The sentences sent “the wrong message about Burma’s commitment to freedom of expression, including for the press,” a State Department spokesman said.
“The Burmese government has made tremendous progress in the last three years, working to develop an environment conducive to free, fair and independent media,” said the US spokesman, who did not want to be named.
“This is a critical element of a vibrant and well-functioning democracy. We urge the government of Burma to continue that trend and respect the rights of all journalists.”
The four journalists and the chief executive of the Unity newspaper were sentenced on July 10 for reporting about an alleged chemical weapons factory, legal and media sources said.
They were arrested this year under Burma’s 1923 Official Secrets Act after reporting that a factory under the control of the Ministry of Defense was producing chemical weapons. The government denied the allegations.
Amnesty International called it “a very dark day for freedom of expression in Myanmar.”
Burma’s two-year experiment with press freedom at first moved rapidly under President Thein Sein, a former military commander whose reforms since 2011 have helped persuade Europe and the United States to roll back crippling trade sanctions.
However, a string of arrests over the past seven months has reversed the trend and has appeared to hark back to the decades of tough military rule that preceded Thein Sein’s government.
The United States has been seeking to encourage reforms in Burma, a strategically important country in Asia, where Washington is competing for influence with an increasingly assertive China.

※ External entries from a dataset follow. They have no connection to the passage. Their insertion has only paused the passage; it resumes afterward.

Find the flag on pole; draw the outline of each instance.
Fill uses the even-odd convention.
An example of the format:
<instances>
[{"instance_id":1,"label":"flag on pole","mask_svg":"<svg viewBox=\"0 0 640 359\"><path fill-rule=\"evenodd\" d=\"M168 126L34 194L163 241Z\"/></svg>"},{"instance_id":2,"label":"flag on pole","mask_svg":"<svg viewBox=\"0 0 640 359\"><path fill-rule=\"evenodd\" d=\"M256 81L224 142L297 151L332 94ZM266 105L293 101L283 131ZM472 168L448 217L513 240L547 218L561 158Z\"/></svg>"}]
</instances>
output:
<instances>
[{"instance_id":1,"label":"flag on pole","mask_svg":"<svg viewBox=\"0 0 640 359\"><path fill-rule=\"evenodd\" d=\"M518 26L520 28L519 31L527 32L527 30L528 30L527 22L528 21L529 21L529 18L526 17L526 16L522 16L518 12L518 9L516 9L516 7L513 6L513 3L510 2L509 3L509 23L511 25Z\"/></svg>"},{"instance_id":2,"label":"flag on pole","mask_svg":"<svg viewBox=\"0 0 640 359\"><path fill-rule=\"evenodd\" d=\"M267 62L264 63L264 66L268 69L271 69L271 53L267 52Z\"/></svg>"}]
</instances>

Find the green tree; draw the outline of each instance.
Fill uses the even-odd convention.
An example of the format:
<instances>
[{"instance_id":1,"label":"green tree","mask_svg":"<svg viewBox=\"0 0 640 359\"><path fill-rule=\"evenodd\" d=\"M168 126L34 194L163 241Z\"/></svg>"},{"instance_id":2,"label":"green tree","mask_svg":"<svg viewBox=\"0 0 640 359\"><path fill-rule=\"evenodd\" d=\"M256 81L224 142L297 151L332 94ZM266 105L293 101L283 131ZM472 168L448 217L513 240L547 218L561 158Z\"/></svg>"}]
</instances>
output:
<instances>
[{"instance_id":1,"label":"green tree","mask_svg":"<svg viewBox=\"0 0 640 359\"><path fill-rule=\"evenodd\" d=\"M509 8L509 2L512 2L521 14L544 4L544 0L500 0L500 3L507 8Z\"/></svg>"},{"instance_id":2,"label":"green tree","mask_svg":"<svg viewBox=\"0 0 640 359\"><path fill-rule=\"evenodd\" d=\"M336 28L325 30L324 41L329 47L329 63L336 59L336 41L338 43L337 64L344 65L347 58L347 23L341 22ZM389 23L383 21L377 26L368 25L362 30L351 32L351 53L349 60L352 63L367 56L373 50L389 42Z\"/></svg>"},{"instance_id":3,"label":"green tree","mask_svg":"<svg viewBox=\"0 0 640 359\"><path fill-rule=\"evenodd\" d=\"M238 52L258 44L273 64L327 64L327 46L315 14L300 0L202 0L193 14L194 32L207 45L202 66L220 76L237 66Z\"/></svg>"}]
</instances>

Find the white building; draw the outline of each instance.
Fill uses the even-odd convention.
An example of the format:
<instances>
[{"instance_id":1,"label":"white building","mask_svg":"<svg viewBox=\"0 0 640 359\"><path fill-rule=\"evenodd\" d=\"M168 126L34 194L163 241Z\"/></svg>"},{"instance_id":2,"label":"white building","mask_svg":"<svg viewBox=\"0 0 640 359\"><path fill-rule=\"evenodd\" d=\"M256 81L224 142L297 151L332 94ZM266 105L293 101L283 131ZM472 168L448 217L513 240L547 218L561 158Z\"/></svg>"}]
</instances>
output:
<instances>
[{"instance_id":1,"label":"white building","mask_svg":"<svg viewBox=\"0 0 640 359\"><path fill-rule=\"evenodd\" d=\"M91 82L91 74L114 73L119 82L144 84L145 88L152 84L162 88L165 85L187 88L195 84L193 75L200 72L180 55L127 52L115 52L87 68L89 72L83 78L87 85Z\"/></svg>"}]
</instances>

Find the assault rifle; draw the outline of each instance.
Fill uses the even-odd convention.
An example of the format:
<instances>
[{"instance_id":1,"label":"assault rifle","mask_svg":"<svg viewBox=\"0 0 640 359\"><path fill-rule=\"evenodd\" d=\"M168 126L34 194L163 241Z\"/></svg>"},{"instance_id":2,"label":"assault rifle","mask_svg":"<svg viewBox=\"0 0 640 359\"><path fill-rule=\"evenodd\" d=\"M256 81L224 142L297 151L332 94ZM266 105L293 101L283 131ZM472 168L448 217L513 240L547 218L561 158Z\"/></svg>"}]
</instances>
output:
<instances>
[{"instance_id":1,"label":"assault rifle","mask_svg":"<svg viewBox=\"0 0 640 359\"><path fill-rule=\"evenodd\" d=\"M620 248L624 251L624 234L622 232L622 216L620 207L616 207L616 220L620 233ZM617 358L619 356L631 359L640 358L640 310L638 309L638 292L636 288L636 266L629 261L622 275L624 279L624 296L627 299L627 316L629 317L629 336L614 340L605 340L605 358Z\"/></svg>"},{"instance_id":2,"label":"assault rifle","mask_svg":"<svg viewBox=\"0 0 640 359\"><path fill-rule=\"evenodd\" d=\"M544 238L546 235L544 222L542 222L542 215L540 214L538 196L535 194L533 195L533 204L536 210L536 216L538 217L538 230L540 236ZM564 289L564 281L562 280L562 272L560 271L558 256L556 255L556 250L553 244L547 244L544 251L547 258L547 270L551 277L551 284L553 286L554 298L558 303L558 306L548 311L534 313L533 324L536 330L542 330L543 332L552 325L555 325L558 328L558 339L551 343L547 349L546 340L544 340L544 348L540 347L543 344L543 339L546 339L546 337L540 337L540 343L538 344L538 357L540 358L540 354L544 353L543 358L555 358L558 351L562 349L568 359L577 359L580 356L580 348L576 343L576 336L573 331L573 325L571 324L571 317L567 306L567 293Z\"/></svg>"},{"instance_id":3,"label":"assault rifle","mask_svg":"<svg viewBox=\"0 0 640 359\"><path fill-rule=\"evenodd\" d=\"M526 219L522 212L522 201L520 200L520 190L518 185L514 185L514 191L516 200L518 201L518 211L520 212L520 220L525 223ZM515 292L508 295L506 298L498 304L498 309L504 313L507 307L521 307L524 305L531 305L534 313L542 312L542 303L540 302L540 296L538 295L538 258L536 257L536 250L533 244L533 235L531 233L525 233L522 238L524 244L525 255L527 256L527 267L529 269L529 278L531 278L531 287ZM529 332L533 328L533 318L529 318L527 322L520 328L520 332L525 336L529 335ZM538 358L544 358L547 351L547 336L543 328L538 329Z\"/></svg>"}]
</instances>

US President Barack Obama has sought to present Burma as a foreign policy success, but the Asian country’s handling of ethnic and religious tensions and other human rights issues has been viewed in Washington with growing concern.
The Republican chairman of the US House of Representatives Foreign Affairs Committee, Ed Royce, called this month for new sanctions on Thein Sein’s government and a halt to military cooperation until persecution of minorities ends.
His Democratic counterpart, Eliot Engel, said Thein Sein’s government needed to show real progress on rights before receiving any new US policy concessions.